Step by step solution

01

Identify the national saving and investment identity

The National Saving and Investment Identity is given by: \[ \text{Current Account Balance} = (\text{Private Savings} + \text{Government Budget Surplus}) - \text{Physical Investment} \]
02

Calculate the current account balance

Given the values, we can calculate the current account balance as follows: \[ \text{Current Account Balance} = (20\% GDP + 1\% GDP) - 18\% GDP \] \[ \text{Current Account Balance} = 21\% GDP - 18\% GDP \] \[ \text{Current Account Balance} = 3\% GDP \] So, the current account balance is 3% of Germany's GDP.
03

Analyze the change in government budget surplus

In part b, we are given that the government budget surplus falls to zero.
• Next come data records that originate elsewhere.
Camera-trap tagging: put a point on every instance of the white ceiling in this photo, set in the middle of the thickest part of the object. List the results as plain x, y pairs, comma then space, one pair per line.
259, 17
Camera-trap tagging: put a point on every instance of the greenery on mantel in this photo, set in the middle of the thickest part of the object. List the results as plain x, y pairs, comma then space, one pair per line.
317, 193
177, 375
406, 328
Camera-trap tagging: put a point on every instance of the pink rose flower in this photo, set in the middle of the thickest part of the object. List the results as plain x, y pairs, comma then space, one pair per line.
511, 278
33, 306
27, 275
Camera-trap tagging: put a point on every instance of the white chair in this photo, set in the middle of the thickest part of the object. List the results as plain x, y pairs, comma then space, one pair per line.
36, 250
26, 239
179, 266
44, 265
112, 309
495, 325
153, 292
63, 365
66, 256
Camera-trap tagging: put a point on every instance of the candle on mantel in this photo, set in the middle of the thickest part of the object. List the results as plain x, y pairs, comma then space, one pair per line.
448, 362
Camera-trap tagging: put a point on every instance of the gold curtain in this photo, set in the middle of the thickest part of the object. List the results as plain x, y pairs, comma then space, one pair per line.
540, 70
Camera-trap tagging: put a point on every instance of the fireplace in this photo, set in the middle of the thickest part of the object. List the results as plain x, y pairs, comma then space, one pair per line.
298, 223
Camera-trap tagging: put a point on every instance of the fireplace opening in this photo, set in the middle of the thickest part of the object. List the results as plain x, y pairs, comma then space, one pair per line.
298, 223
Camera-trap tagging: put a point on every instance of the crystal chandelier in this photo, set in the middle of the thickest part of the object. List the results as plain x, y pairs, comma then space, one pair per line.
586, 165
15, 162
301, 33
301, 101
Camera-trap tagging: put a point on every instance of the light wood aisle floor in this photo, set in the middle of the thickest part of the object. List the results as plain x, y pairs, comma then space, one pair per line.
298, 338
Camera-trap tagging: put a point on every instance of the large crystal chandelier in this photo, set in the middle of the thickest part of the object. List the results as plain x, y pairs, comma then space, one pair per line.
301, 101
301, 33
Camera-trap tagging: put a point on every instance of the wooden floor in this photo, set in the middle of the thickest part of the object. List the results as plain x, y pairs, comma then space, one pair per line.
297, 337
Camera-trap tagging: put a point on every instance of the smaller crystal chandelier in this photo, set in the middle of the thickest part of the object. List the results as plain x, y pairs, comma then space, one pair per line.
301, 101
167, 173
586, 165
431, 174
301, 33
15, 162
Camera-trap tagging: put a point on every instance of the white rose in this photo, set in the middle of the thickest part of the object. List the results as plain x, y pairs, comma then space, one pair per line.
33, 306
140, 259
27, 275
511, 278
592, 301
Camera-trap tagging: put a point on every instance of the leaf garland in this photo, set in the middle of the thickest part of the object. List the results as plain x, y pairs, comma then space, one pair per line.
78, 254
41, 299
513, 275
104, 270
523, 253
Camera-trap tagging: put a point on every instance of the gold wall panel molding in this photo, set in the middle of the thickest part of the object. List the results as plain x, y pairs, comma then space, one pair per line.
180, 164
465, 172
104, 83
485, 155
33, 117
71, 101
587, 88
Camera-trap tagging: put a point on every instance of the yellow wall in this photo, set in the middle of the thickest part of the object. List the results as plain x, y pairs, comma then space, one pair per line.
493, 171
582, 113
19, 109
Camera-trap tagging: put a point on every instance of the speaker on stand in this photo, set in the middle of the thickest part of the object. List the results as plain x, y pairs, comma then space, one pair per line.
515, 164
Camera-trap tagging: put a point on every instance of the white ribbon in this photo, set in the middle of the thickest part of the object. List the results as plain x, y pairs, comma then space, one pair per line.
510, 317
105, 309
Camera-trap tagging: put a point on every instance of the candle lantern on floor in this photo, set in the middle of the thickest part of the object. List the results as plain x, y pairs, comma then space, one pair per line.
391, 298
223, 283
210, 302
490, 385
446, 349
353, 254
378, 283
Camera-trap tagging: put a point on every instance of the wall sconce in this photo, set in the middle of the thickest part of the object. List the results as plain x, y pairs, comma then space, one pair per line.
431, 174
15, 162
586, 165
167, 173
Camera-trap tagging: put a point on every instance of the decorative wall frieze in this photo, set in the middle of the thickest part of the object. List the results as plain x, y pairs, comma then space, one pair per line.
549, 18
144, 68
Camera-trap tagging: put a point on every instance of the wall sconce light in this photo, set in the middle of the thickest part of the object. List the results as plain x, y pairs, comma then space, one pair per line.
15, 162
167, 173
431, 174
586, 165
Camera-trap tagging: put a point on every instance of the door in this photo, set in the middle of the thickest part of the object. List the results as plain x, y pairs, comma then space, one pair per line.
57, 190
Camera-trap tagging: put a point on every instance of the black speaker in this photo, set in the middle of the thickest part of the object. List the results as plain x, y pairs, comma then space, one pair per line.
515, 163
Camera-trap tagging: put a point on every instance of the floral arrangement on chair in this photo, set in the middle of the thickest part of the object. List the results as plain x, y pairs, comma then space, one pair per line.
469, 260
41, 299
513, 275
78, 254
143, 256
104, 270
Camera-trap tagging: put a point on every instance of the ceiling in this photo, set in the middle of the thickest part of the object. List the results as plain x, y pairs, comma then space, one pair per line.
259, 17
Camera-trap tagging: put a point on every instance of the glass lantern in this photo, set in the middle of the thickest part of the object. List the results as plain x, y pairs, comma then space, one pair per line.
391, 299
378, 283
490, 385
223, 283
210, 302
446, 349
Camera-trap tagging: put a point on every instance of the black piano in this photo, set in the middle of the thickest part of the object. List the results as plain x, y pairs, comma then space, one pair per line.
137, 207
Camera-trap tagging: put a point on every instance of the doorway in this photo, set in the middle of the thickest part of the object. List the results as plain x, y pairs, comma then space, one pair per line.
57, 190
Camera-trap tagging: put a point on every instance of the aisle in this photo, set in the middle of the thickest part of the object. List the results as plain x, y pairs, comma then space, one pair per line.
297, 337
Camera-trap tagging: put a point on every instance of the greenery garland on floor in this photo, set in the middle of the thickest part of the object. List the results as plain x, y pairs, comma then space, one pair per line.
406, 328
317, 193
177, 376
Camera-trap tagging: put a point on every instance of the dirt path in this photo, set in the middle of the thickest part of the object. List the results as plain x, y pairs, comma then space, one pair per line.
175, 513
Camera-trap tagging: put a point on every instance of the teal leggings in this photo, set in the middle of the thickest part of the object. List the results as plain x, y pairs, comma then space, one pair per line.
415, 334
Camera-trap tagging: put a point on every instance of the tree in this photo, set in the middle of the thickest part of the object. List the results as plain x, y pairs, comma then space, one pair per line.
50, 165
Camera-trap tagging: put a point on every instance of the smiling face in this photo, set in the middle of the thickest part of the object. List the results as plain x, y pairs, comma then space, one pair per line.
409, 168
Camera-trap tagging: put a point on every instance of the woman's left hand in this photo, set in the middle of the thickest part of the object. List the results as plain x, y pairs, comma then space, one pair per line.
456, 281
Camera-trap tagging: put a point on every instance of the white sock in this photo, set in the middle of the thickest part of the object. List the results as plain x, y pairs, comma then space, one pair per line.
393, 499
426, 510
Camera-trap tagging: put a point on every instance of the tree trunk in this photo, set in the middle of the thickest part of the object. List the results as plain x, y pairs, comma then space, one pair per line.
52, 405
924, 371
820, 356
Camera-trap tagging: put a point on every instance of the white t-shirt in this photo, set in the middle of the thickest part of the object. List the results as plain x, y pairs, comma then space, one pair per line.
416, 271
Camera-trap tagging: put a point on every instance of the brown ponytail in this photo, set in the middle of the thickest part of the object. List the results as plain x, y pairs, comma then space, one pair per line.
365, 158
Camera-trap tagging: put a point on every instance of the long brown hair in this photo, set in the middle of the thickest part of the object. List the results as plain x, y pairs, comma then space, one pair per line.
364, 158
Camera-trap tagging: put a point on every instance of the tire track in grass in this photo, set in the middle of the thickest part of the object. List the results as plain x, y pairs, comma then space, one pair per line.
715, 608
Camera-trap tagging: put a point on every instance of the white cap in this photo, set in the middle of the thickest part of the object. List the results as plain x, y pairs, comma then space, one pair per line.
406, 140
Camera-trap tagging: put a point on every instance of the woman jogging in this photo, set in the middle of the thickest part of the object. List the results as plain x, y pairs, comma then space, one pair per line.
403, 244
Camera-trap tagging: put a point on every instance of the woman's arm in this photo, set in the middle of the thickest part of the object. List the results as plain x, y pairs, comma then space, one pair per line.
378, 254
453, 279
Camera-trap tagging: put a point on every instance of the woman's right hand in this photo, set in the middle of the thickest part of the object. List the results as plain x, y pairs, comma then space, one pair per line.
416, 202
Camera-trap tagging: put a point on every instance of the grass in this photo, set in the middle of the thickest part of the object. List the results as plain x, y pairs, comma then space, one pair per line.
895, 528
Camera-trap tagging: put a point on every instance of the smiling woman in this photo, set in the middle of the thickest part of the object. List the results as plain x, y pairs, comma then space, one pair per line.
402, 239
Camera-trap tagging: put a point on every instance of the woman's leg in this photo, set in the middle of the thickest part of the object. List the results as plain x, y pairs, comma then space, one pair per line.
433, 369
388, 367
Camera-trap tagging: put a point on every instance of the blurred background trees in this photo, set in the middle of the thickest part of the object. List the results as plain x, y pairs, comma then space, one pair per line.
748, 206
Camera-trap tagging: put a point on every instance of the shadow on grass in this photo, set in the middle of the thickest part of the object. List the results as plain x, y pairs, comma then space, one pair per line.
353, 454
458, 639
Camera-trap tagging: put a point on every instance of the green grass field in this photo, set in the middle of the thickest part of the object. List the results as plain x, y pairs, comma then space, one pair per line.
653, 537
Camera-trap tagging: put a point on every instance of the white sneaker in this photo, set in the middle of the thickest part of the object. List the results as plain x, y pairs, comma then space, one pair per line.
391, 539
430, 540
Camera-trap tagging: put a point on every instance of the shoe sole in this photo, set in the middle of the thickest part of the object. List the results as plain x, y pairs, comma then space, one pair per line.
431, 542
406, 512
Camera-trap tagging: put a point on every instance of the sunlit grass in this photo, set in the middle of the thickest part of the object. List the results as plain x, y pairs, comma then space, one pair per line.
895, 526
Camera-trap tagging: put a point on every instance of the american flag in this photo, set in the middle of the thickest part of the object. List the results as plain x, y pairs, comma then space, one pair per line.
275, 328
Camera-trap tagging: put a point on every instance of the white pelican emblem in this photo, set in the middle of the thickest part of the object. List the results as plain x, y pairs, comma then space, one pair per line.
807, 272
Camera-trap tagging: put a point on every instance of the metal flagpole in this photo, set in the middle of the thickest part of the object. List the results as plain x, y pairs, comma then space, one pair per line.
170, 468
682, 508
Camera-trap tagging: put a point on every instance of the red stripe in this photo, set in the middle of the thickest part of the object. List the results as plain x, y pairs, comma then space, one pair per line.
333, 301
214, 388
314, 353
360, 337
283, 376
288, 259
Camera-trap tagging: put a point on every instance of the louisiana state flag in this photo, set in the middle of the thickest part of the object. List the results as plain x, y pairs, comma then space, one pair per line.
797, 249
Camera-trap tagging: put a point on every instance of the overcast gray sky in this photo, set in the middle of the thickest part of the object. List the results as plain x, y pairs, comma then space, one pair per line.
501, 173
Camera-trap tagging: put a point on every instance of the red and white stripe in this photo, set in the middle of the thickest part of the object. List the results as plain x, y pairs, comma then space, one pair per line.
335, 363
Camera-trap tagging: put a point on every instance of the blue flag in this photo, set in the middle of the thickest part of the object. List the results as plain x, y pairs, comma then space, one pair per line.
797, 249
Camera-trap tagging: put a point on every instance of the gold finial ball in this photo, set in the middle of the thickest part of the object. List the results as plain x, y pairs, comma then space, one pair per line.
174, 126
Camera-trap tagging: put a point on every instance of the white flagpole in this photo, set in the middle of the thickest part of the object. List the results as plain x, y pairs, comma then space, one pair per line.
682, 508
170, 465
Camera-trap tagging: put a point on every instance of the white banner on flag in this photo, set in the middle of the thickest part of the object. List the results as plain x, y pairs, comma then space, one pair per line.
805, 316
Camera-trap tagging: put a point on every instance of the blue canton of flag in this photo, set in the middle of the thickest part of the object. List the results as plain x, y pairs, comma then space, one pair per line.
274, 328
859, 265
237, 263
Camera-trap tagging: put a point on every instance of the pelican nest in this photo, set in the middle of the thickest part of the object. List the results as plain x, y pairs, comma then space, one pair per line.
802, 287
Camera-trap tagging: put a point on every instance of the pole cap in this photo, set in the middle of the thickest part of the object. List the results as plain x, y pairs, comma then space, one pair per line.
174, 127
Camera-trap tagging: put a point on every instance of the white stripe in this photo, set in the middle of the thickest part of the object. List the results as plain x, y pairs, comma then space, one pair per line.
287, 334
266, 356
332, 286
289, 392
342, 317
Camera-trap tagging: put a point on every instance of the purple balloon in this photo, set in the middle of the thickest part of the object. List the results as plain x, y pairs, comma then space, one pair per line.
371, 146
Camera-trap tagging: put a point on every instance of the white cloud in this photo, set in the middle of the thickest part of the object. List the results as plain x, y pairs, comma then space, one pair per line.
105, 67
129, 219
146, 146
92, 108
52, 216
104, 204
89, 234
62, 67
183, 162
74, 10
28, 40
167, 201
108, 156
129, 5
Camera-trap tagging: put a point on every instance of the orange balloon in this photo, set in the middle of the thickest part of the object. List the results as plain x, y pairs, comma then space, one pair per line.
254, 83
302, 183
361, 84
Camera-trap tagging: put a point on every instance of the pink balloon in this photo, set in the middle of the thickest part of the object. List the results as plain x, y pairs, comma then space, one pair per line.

We will analyze how this change will affect the current account balance using the same national saving and investment identity.
04

Calculate the new current account balance

With the new government budget surplus of 0, we can calculate the new current account balance as follows: \[ \text{New Current Account Balance} = (20\% GDP + 0\% GDP) - 18\% GDP \] \[ \text{New Current Account Balance} = 20\% GDP - 18\% GDP \] \[ \text{New Current Account Balance} = 2\% GDP \] So, the new current account balance will be 2% of Germany's GDP.
05

Compare the current account balances

Comparing the current account balance before and after the change in government budget surplus, we can observe the effect of this change: \[ \text{Change in Current Account Balance} = \text{New Current Account Balance} - \text{Initial Current Account Balance} \] \[ \text{Change in Current Account Balance} = 2\% GDP - 3\% GDP \] \[ \text{Change in Current Account Balance} = -1\% GDP \] Thus, if the government budget surplus falls to zero, the current account balance will decrease by 1% of Germany's GDP.